In the ninth grade. Henley asked to go to an all-girls boarding school in Virginia. “It was such a relief to not be judged by Cowboy Cheerleader standards any more.” After boarding school, Henley headed to the West Coast and studied art at Scripps College in California. She moved back to Dallas after college and began selling her paintings. But when she wasn’t painting, she was partying.

“Parties became a sort of performance art.” Henley says. It was after “a particularly apocalyptic party” in 1980 that the character of Maxine was born. Poured into tight pants and wearing rhinestone glasses, Henley and her pals Julie Oliver and Kay Huckabee literally became Maxine and her cohorts Cece and Simone.

“I came home and the ideas started flowing faster than I could paint them.” The first few Maxine creations were on canvas and were developed later into a comic strip format. “I just fell into doing the strip. It wasn’t anything I had planned.”

Since then. Henley and local video producer Bart Weiss have made three video shorts of Maxine! starring singer Sara Hickman as Simone, and Henley as Maxine.

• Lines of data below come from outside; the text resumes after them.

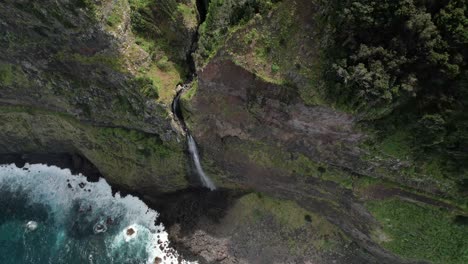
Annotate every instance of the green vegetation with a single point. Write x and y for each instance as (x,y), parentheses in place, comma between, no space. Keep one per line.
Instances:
(126,157)
(223,17)
(12,74)
(113,61)
(116,15)
(6,74)
(257,208)
(421,232)
(162,29)
(410,82)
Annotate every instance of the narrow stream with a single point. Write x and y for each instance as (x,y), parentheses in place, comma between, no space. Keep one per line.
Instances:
(192,145)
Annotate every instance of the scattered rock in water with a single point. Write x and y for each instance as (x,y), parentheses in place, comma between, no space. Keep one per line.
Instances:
(32,225)
(130,231)
(99,228)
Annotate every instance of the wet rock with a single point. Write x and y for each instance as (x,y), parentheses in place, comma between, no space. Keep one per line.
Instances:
(130,231)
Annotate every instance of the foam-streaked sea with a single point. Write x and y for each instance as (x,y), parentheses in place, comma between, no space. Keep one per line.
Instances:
(48,215)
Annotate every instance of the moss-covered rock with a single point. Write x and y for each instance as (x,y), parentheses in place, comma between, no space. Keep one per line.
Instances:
(131,159)
(74,77)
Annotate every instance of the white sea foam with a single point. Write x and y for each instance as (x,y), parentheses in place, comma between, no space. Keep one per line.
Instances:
(61,191)
(31,225)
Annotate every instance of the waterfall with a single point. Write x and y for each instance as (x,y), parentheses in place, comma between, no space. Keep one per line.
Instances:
(192,145)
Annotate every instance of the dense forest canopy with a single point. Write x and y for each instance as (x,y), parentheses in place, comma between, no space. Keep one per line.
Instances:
(403,61)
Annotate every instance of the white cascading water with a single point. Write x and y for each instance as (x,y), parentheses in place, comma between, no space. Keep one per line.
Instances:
(125,225)
(192,145)
(206,182)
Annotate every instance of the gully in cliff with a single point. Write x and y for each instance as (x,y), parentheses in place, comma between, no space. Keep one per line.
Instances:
(192,145)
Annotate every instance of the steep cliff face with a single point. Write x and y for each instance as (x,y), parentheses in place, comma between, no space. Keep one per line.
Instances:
(259,112)
(74,77)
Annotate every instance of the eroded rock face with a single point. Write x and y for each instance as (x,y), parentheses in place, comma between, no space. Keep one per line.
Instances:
(233,106)
(261,136)
(69,84)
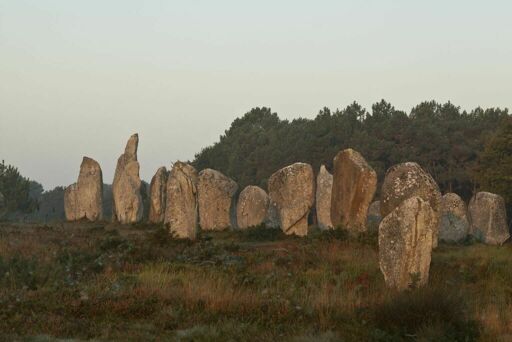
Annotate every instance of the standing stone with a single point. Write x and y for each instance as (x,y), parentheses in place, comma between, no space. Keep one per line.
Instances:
(126,187)
(181,213)
(405,244)
(406,180)
(373,216)
(272,219)
(157,196)
(454,221)
(217,206)
(323,198)
(292,189)
(488,218)
(84,199)
(252,207)
(354,185)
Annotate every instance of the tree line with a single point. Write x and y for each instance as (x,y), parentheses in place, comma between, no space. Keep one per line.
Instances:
(464,151)
(446,141)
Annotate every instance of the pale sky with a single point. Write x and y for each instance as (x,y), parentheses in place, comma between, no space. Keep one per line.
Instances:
(78,77)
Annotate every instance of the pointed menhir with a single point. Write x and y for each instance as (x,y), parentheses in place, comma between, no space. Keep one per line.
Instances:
(126,187)
(83,199)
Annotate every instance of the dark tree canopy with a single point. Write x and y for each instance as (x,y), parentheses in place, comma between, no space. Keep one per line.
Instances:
(16,189)
(494,170)
(442,138)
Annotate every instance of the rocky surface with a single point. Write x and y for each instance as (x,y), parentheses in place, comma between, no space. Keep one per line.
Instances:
(84,199)
(373,217)
(405,244)
(157,196)
(126,187)
(354,185)
(216,197)
(252,207)
(181,213)
(292,190)
(406,180)
(323,198)
(454,220)
(488,218)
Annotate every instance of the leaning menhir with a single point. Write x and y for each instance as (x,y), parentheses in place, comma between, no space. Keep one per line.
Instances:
(216,197)
(406,180)
(353,188)
(126,187)
(84,199)
(292,190)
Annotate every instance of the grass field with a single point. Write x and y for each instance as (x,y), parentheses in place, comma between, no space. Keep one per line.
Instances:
(104,281)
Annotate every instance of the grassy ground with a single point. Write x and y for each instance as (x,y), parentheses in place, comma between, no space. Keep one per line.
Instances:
(102,281)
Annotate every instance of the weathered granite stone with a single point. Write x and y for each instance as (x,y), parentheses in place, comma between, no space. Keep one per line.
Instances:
(406,180)
(488,218)
(405,244)
(454,221)
(354,185)
(126,187)
(252,207)
(181,214)
(157,196)
(323,198)
(216,196)
(84,199)
(292,189)
(374,213)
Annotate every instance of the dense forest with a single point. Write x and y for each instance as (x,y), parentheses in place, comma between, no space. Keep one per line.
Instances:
(464,151)
(442,138)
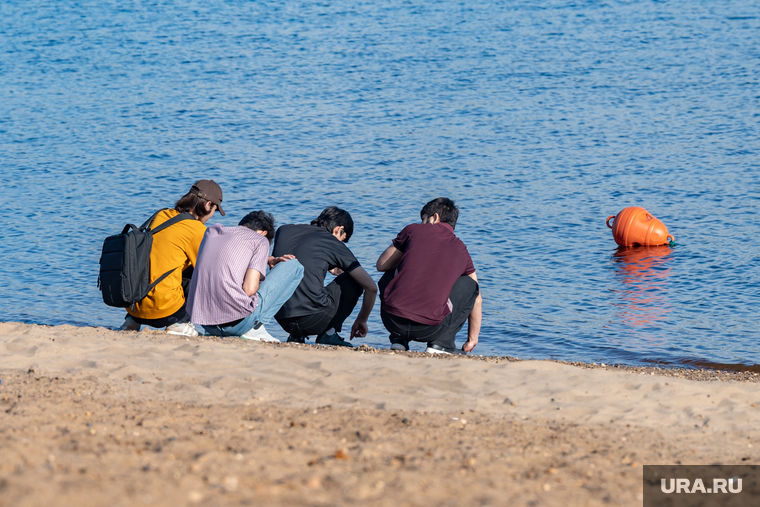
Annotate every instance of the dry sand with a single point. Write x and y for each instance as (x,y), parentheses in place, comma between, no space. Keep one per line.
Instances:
(92,416)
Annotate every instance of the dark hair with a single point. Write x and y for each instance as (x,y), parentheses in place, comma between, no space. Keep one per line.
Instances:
(333,217)
(446,209)
(191,203)
(259,221)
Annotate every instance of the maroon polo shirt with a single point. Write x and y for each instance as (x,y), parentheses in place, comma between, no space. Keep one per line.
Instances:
(433,259)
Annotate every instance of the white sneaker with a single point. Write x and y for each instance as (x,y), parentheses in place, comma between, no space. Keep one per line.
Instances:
(130,325)
(186,329)
(259,335)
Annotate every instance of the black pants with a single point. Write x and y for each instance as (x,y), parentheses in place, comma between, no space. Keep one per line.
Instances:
(463,296)
(345,291)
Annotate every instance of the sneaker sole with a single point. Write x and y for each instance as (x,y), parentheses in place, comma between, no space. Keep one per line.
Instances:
(265,340)
(436,351)
(347,345)
(175,333)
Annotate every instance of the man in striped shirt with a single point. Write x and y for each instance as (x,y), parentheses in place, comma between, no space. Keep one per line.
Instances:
(231,293)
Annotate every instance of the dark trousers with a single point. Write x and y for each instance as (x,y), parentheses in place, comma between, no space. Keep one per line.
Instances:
(345,291)
(462,296)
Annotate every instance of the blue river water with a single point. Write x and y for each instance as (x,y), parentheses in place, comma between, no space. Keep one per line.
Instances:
(540,119)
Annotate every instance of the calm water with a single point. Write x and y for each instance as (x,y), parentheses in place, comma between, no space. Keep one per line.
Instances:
(539,118)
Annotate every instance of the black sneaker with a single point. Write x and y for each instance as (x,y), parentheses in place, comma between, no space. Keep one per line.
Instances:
(333,339)
(437,349)
(398,343)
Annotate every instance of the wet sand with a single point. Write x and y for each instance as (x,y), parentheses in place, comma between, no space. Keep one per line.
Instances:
(93,416)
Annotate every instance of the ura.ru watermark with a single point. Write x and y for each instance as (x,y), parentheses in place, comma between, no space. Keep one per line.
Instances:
(681,485)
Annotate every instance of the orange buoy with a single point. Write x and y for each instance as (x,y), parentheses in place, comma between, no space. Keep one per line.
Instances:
(635,226)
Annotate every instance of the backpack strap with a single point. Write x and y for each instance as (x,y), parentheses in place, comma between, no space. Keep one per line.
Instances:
(159,228)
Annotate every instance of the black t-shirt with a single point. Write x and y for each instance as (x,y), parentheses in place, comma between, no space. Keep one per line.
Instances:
(318,251)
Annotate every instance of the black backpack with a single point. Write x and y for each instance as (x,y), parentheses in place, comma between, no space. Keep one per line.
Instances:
(125,263)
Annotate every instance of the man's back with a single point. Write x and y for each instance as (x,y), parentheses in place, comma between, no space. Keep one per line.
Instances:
(433,258)
(318,251)
(174,247)
(216,291)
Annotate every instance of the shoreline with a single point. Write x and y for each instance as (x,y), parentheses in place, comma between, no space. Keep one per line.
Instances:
(702,371)
(102,417)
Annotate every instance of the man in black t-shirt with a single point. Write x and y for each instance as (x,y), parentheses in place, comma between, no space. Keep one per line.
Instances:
(430,289)
(314,309)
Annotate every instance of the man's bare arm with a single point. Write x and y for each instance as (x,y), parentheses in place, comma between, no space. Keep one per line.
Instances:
(474,321)
(251,281)
(368,301)
(389,259)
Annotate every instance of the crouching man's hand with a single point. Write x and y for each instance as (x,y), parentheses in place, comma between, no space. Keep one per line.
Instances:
(469,345)
(359,329)
(273,261)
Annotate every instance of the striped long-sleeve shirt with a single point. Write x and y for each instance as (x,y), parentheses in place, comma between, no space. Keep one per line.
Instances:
(216,294)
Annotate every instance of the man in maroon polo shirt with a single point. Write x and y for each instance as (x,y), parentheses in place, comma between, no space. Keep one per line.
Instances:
(429,288)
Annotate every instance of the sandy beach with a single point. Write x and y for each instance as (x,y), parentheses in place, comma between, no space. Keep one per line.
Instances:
(92,416)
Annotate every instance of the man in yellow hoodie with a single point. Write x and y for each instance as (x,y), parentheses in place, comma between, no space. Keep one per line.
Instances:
(175,248)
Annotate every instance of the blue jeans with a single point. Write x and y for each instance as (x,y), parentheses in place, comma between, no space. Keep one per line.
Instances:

Despite Henley’s continuing success with the strip, she felt she wasn’t making a dent in the world’s social problems. Which is why. last year, she’d decided to let Maxine! die. A single event snapped her out of it. Henley said she went to see Wild at Heart, a movie by David Lynch. “It was one image of pointless violence against women after another. There was no heart, no soul. I was in such a rage. I started kicking the back of the seat. I stormed out of the theater and said. ’I’m not going to quit.’ People need to know…a woman would never have made a movie like that.”

Henley says she realizes that change is slow in coming, but she promises the strip won’t become political or try to deal specifically with current social issues a la Doones-bury. “I try to go for underlying principles that will always have relevance.”

What Maxine! will have is a lot of heart. Romance and the conflict between men and women, Henley says, are here to stay. “It’s what the universe is all about-the resolution of opposites. If you want to make progress in life, that’s the basic lesson.”